Álvaro no le contestó, y Roque supo interpretar aquel silencio como un rechazo al tema. Por su parte, Álvaro esperó un tiempo hasta tener suficiente confianza. Recelaba un poco, no fuera a ser que el extraño lo denunciara ante los frailes. Solo cuando Álvaro tuvo la certeza de que era digno de confianza, permitió una mayor camaradería entre ambos.
—Vuestra merced me preguntó hace unas noches si yo creía en el dios de los portugueses —le dijo un día—. ¿Os acordáis?
—Sí, me acuerdo —respondió Roque.
—¿Por qué me hicisteis esa pregunta?
—Porque yo no les creo. Soy judío, y sé muy bien que tú eres moro. ¿No es así?
—Así es. Espero que no le contéis nada de estas cosas a esas ratas de hábitos pardos que andan por doquier.
Roque mantuvo confidencialidad y Álvaro selló con él un pacto de complicidad que duraría muchísimos años.
En 1525 ya ambos estaban hartos de guerras y llevaban sobre sus hombros aventuras vividas en el Oriente indiano hasta las puertas de la indoblegable China y al suelo selvático del recóndito Brasil.
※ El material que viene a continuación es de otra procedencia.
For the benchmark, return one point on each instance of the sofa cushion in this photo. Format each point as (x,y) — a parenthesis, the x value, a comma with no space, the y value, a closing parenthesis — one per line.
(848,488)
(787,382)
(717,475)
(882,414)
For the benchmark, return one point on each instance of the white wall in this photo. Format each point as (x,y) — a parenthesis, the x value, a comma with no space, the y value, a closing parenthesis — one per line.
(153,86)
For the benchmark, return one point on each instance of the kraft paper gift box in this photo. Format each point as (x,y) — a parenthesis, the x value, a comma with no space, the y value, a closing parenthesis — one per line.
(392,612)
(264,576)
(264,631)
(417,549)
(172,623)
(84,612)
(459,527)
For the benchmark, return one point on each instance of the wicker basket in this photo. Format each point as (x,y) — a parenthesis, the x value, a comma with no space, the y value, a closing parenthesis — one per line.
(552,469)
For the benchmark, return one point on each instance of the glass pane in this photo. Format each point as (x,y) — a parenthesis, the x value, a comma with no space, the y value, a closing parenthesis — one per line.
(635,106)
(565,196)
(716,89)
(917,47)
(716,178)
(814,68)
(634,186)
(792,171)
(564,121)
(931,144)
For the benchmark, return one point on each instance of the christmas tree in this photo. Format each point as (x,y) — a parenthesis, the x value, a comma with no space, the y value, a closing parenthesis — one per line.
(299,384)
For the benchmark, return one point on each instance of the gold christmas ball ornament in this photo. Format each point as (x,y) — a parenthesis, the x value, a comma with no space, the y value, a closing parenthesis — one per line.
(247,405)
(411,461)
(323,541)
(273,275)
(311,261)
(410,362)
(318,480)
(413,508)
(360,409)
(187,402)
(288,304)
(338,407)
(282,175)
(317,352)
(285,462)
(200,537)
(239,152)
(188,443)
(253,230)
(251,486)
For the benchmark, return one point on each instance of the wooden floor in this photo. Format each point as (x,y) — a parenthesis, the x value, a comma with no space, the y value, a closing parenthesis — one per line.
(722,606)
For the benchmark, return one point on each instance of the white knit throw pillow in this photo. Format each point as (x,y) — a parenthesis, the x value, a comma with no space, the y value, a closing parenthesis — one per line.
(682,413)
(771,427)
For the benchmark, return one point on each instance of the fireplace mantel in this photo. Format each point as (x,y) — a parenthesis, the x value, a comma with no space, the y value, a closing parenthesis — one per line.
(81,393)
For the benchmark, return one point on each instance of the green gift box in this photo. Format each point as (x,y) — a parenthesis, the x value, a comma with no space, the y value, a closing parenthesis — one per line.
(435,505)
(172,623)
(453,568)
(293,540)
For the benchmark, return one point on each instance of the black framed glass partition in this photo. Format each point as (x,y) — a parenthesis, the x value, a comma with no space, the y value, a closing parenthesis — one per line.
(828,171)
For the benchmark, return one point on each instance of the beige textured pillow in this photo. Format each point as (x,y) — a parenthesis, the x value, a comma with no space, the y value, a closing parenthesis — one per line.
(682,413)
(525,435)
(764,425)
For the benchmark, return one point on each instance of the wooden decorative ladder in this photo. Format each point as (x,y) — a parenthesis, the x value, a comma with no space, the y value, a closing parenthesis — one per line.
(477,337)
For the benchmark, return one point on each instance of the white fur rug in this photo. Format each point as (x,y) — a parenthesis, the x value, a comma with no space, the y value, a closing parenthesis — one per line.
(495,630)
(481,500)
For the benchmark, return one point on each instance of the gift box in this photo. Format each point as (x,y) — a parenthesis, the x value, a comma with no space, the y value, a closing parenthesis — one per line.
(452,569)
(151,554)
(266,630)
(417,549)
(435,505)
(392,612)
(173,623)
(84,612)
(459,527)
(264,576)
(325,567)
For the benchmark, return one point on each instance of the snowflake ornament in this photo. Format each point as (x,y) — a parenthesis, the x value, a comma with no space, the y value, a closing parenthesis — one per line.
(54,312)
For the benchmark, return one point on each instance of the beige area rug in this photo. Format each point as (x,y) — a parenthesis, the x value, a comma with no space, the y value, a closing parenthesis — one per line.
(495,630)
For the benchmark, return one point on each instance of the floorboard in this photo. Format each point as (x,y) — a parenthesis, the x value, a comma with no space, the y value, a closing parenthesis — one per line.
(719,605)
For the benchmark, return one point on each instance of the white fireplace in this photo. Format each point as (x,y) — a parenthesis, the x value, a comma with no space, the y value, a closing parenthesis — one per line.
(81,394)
Era demasiado, después de tanta pelea, y con la piel cubierta de cicatrices, Roque Fernandes decidió que era hora de regresar a Lisboa, era tiempo de reivindicar alguna recompensa por las privaciones sufridas.
—Vámonos al reino para que el rey nos dé algo —propuso Roque Fernandes.
—¿Y vuestra merced cree que se nos vaya a dar algo?
—Tenemos cartas selladas por gobernadores. ¡Eso ya es bastante!
Entonces planificaron ir a la Reina de los Mares con intenciones de pedir algún galardón en los pasillos de la famosa Casa da Índia, pero en la fortaleza de São Jorge da Mina, en plena costa occidental de África, Álvaro de Andrajosa cambió de idea. Temía, en lo más recóndito de su ser, que en los callejones y plazoletas de Lisboa se fuera a encontrar con la hija del capitán de Tánger. Por más que se esforzase, la imagen de la muchacha no se disipaba de los meandros de su mente. Para borrar sus recuerdos no fueron suficientes las ardientes noches con las esclavas negras e indias de Goa. Ella constantemente le aparecía en sueños, pesadillas y visiones en las que se le presentaba bajo una imagen diáfana, a veces en forma de odalisca encantada, y otras bajo la figura de una virgen cristiana que le arropaba por las noches con su sagrado manto azul celeste.
Una tarde, con las primeras sombras de la noche, el morisco se despidió de Roque Fernandes con un simple adiós, y a primera hora de la mañana siguiente se alistó en una nave cuyo capitán era un español orgulloso y altanero.
Otras aventuras aguardaban al morisco de Tánger. La piel tiznada por el sol y un fuerte acento que mezclaba la lengua portuguesa con los resabios moros mostraba su origen donde quiera que fuese. Los conquistadores y la soldadesca pasaron a llamarlo “el Portugués”, Álvaro de Andrajosa no sabía si molestarse o resignarse ante un epíteto tan raro para sus oídos. Él era oriundo del norte de África y todos sus ancestros habían pertenecido al linaje de los que escuchan el consejo de Mahoma. Ahora, acomodado a su nuevo oficio de explorador, caminaba leguas y leguas de tierra desconocida, esquivando serpientes y empuñando la espada para decapitar indios y destruir los poderosos tentáculos que obstaculizaban los infranqueables caminos del Nuevo Mundo. Pero su vida en las Indias empezó verdaderamente el día en que conoció a don Nicolás de Federmann.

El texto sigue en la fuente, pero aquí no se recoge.